Caltech’s Williams-Hedges said its students are “truly amateur, scholar athletes,” and “we are very proud of our athletics program.”

Caltech’s campus is a jumble of architectural styles, from California Mission to what might be called 21st Century Stainless Steel, nestled in a suburban neighborhood northeast of downtown Los Angeles. The university manages the nearby NASA Jet Propulsion Laboratory, which explores deep space through robotic missions.

On a recent Southern California afternoon, students lugged backpacks laden with electronics and science textbooks across the campus. Near picnic tables on a patio, a whiteboard featured complex ratios, not far from a sculpture representing math’s golden ratio. 

Amol Patil picked up lunch after spending the entire night on his take-home statistics final. Like many students, the 20-year-old sophomore was bemused by talk of parents paying to cheat on college entrance exams or bribe coaches.

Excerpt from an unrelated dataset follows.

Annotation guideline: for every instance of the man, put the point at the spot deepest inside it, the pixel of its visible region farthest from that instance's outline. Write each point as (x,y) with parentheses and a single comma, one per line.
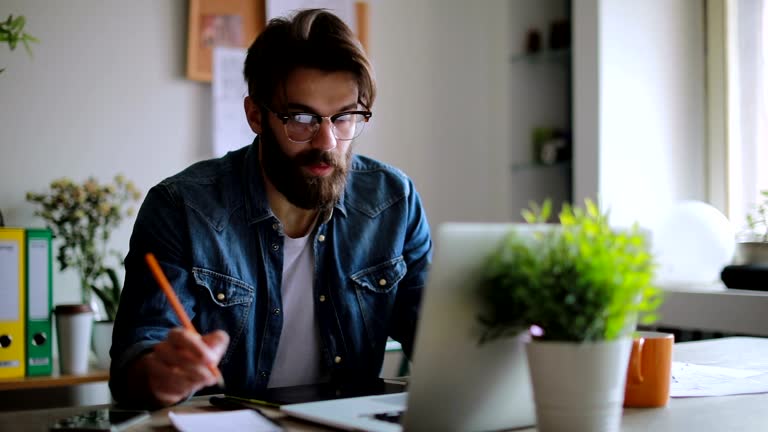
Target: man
(294,258)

“Even if you could pay-to-play and you were to come here, Caltech is not a vacation,” Patil said. “It’s multiple all-nighters every week. You do science day in and day out and, if you don’t like science or you’re not interested in science and, if you just want to go party, you will not like it, even if you could come.”

Famous Pranks
Caltech students are known for their quirks. Despite the glorious Southern California weather, students like to explore a network of underground steam tunnels, which are adorned with murals, notes and poems dating to the 1960s.

Undergraduates also enjoy ambitious pranks. In 1987, the 100th anniversary of Hollywood, they used black and white plastic to make its famed hillside sign read “Caltech.” A few years earlier, during the Rose Bowl game between the University of Illinois and the University of California at Los Angeles, they hacked into the stadium’s electronic scoreboard to make it read Caltech 38 -- MIT 9.

Still, in one way, its campus is far less diverse than other elite schools; its 2017-2018 first-year class had three black students.

“Caltech’s policy insures that the most advantaged white and Asian students are admitted,” said Robert Schaeffer, public education director of the National Center for Fair & Open Testing, a leading critic of the use of standardized testing in education.

Caltech said it chooses candidates without regard to race or the ability to pay. It said the school reaches out to qualified members of minority groups, flying in promising candidates and teaming up with nonprofits that encourage diversity on campus.